DENPASAR – Harga porang di Bali yang saat ini turun dari Rp8.000 menjadi antara Rp6.000 hingga Rp7.000 bisa jadi bukan penurunan terendah. Bahkan, harga porang bisa jatuh lebih dalam lagi hingga Rp3.000.
Hal itu diungkapkan pengusaha pengolahan porang, Johan Soedjatmiko Hideki Ishiii dari PT Ambico saat menjadi tamu dalam podcast Dahlan Iskan yang disiarkan dalam Youtube DI’s Way 8 September 2021 lalu.
“Memang dengan harga Rp5.000 sekarang sebetulnya petani masih bisa bertahan. Masih bisa hidup. Tapi yang saya khawatirkan bisa turun lagi. Kira-kira masih bisa turun lagi, gak?” tanya Dahlan Iskan.
Menjawab pertanyaan itu, Johan menyatakan dia sempat menanyakan kolega di Tiongkok yang berhubungan dengan Myanmar. Ditakatakan, patokan harga porang Indonesia saat ini adalah Myanmar.
Dia mengilustrasikan, Myanmar panen raya porang pada bulan-bulan ini (Agustus-September). Sedangkan Indonesia bulan April-Mei. Nah, dia pun menyebutkan, kalau harga porang di Myanmar tahun lalu mulai panen raya dengan harga Rp6.500-7000, maka di Indonesia menjadi sekitar Rp6.000 pada bulan April dan Mei tahun ini.

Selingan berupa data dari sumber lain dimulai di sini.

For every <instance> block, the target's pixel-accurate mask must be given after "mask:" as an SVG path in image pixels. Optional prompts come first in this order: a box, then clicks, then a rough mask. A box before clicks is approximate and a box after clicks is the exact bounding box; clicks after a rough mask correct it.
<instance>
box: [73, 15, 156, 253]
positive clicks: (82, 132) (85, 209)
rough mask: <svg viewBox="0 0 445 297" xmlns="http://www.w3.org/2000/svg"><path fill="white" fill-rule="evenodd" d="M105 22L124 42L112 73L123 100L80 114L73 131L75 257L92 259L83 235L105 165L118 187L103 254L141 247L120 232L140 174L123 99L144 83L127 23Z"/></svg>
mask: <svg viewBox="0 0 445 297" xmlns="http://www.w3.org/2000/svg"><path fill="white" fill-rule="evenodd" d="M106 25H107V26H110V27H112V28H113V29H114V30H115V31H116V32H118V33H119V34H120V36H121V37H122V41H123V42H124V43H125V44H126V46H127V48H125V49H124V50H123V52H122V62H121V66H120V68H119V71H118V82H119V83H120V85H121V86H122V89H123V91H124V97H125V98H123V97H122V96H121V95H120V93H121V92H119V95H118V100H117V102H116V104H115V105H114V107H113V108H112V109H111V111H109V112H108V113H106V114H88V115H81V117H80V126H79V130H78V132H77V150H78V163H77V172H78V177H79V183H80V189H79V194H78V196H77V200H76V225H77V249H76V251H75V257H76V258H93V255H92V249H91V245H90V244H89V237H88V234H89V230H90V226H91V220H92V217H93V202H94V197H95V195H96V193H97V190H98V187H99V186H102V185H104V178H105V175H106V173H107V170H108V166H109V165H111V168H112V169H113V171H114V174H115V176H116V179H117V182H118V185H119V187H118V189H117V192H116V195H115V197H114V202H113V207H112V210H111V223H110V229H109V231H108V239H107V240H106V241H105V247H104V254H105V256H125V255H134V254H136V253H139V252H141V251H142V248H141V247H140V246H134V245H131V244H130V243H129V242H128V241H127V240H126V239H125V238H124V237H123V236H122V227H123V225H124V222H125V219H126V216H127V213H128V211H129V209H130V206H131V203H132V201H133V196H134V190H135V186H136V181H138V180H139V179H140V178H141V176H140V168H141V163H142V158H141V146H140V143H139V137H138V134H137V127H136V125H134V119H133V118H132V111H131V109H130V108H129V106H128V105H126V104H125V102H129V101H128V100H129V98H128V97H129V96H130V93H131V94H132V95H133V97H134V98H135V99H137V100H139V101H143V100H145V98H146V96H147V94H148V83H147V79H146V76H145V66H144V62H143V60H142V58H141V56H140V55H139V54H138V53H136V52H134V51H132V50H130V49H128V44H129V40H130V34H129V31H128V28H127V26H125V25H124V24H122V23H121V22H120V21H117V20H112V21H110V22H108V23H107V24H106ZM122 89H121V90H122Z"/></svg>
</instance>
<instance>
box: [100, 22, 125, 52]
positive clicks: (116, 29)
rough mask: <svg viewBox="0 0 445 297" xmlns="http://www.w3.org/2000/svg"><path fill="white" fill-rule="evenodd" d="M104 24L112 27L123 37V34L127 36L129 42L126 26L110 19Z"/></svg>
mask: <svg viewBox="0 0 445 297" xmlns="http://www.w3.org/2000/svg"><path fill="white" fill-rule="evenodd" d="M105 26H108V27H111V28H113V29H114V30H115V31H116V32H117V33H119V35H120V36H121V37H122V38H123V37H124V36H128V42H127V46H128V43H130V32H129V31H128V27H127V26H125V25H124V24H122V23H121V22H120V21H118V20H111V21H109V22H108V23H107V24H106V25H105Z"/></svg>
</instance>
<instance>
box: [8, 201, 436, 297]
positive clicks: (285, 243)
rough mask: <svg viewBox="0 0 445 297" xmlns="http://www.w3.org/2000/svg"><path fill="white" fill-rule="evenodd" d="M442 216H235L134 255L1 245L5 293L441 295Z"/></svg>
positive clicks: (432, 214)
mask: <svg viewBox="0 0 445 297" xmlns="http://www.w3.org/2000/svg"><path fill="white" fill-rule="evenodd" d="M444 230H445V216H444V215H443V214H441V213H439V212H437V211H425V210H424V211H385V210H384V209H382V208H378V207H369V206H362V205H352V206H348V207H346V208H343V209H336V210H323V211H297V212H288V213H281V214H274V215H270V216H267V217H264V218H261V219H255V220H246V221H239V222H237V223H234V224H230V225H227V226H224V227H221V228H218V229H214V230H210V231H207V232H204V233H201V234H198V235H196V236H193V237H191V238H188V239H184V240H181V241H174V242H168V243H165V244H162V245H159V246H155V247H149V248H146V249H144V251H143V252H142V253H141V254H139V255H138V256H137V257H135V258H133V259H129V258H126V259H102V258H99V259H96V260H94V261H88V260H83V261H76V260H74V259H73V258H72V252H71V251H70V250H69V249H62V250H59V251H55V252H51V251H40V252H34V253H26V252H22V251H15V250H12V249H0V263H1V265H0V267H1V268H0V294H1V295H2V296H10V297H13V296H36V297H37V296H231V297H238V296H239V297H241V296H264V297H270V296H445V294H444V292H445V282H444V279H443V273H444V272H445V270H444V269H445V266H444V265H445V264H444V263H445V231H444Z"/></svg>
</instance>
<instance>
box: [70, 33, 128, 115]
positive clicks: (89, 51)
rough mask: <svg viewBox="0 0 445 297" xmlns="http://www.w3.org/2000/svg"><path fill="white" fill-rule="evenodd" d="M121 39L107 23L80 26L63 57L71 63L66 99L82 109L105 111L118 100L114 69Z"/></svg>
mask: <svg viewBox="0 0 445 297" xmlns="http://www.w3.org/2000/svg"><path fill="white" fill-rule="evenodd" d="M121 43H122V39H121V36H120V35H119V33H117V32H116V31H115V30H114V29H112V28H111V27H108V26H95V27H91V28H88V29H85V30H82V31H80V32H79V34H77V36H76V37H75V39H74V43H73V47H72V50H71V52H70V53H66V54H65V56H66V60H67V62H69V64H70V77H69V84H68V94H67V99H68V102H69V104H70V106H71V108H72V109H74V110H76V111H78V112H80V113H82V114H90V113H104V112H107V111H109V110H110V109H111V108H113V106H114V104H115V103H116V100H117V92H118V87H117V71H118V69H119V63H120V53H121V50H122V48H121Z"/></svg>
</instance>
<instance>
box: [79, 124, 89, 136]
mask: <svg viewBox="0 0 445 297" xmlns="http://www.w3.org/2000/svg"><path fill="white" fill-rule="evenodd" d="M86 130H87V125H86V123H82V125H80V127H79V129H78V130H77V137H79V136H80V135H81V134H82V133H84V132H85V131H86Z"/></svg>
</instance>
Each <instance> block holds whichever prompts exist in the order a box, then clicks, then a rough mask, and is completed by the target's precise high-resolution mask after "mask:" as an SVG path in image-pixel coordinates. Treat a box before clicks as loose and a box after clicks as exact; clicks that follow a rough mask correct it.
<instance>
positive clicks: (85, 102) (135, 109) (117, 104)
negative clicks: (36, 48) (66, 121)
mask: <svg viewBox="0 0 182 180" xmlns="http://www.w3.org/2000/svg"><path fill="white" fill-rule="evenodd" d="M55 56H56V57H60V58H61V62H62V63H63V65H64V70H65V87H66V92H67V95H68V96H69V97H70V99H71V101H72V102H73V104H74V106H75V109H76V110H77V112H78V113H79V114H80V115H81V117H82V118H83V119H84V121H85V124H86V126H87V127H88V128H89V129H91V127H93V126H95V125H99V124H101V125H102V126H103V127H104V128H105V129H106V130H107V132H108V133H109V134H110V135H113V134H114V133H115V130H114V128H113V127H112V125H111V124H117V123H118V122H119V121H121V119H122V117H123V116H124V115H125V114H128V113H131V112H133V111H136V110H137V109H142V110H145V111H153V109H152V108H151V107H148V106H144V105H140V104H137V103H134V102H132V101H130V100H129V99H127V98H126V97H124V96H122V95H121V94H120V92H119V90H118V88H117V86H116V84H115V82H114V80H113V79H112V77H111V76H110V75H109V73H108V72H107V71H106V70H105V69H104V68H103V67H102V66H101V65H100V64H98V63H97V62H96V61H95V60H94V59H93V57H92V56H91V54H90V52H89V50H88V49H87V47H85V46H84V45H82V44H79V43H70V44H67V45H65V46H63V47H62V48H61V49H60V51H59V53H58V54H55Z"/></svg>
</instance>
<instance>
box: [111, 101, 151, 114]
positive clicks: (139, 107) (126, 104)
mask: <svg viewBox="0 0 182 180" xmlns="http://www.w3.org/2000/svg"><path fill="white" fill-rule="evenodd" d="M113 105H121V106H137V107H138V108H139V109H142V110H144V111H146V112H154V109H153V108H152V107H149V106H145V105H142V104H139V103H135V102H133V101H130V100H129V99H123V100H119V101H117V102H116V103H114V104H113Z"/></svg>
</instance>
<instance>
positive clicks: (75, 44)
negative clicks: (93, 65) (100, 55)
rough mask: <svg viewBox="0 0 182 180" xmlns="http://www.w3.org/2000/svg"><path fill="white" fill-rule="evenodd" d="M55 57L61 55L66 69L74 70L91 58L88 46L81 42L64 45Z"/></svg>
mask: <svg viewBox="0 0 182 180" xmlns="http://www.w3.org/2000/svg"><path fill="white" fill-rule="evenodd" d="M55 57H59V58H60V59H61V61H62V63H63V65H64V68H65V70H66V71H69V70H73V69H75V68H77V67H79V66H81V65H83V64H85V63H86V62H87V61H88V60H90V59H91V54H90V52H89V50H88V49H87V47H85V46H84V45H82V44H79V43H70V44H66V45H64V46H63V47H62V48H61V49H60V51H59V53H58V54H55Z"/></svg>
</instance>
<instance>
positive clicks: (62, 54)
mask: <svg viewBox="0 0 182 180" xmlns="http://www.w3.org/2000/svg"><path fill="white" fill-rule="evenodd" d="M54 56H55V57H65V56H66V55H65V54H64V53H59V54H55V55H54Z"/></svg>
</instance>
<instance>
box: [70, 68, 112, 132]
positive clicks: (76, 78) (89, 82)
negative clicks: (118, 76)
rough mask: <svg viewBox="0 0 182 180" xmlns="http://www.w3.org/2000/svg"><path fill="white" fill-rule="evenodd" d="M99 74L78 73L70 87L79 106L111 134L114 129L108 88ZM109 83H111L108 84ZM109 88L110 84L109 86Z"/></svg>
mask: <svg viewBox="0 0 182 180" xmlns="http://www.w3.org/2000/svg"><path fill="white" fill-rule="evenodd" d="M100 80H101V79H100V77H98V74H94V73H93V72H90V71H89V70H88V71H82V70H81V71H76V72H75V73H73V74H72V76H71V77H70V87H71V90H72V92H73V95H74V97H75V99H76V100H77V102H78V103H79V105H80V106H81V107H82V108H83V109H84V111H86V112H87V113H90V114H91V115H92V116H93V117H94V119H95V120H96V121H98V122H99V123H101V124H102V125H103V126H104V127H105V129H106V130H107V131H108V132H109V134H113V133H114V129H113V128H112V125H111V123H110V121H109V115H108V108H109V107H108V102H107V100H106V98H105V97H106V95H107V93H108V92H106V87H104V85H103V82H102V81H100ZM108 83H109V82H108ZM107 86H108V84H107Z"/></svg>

“Tahun ini (2021) Myanmar dibeli dengan (harga) Rp3.500 (per kilogram),” kata Johan.
Dahlan pun menyela, “Berarti kita harus hati-hati , ya.”
“Bisa (harga porang) Indonesia tahun depan kena Rp3.000. Itu belum terhitung orang yang dua tahun lalu menanam banyak dengan harga mahal, dan yang kena euforia ayo nanam porang ini, lalu semua nanam, dan akan panen bersama, bisa jadi Rp3.000 itu harga tertinggi,” jelas Johan menjawab kekhawatiran Dahlan yang didaulat sebagai pembina perkumpulan petani porang.
Sebelumnya Johan menyebut terkait penyebab anjloknya harga porang Indonesia. Johan punya dua pandangan yang didapat setelah melakukan konfirmasi ke sejumlah pihak, utamanya di Tiongkok.
Pertama, kata Johan, harga porang turun karena tanaman porang di Tiongkok sendiri sedang panen raya. Sehingga harga porang di Tiongkok juga turun drastis.
Dia menjelaskan, permintaan porang di Indonesia memang sempat tinggi dan mengakibatkan harga melonjak pada 2018-2019. Dikatakan, salah satu penyebab tingginya harga porang pada waktu itu adalah sebagian wilayah Tiongkok sempat dihantam bencana gempa dan banjir yang mengakibatkan rusaknya pertanian, termasuk porang.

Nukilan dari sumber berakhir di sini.